The crisis is calling for treasury support, ensuring companies can manage their way through both the pandemic and now supply chain challenges. Treasury function at 2 Sisters has become ever more important over the last two years, says Towner. “Cash flow forecasting is talked about a lot, but it means understanding the inputs on a granular level so risks and opportunities can be tracked. Technology continues to play an important part. We are implementing a forecasting and working capital analytics tool which will make our processes extremely efficient, remove manual error and provide timely actionable insights which will benefit the cash generation of the Group.”

He added that communication and stakeholder management is also key – even more so during a supply chain crisis. “Treasury and its role as strategic finance lead requires building relationships at all levels of the business from accounts payable through to the company CEO. The ability to present complex and big data in a simple manner to drive action has been one of our biggest achievements. Without this, I have no doubt that things would have been different.”

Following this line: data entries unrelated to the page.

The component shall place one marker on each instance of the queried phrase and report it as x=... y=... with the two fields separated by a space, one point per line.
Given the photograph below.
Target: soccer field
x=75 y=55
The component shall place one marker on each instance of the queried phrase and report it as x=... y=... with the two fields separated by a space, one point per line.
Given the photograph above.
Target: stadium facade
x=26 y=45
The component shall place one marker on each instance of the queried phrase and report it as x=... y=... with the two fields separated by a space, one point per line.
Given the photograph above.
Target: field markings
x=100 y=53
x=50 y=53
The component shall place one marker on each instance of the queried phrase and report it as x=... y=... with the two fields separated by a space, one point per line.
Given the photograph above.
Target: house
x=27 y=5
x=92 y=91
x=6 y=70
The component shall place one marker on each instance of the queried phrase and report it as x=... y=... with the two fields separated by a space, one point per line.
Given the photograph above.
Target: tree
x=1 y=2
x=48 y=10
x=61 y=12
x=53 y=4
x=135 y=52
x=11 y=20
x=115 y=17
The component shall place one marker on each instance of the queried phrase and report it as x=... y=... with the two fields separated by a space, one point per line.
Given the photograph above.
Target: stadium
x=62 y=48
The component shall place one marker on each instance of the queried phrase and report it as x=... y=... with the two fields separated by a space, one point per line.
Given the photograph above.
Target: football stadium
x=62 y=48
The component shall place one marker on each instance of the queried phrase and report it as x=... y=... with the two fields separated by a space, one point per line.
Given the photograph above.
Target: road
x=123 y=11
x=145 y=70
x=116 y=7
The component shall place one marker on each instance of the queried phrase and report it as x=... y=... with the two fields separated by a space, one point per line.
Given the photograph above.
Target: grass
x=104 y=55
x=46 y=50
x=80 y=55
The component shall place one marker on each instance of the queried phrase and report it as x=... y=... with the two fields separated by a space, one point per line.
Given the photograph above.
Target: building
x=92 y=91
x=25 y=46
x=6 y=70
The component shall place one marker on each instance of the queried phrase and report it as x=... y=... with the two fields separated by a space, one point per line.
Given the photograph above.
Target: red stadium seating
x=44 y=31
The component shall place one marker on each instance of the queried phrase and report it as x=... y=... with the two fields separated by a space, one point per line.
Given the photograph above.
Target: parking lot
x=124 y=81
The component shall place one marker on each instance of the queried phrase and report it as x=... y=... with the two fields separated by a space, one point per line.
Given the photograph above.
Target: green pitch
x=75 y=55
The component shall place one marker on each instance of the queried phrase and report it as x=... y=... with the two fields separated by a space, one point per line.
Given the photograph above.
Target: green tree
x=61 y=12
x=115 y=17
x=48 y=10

Keith McAvoy, CEO of Seven Brothers, a brewery business based in Salford, England, told Treasury Today that unhindered supply chains are crucial for his business. “The odd supply chain issue here and there is normal, but when the problem becomes a recurring one, that’s when cash flow, the lifeblood of any business, is affected and the real problems can begin.”

He added that driver problems, Co2 supply, fuel supply problems, all on the back of “the worst disaster in a century”, have created the perfect storm for the business. “Faced with having to begin paying back CBILS and settling tax bills, many businesses, including ours, have a mountain to climb. As our cash flow becomes an issue, the need for short-term funding becomes ever more important, but with high street banks even less willing to assist post-pandemic, the problem can seem insurmountable.”

For some treasurers, today’s crisis has its roots in the enduring search for efficiency and cost cutting. Looking beyond the crisis, Ben Walters, Deputy Group Treasurer at Compass Group, reflected on its broader implications both for business and society. “The business world seems hell-bent sometimes on driving what is called “efficiency”. That usually means the lowest possible cost. But this drive for efficiency can have some very sharp consequences, and the closer you walk to the edge the smaller the nudge needed to tip you over it. We need to step back sometimes and look at the bigger picture. We’ve seen an example of this play out over the last week rather spectacularly. Will we learn our lesson? I doubt it.”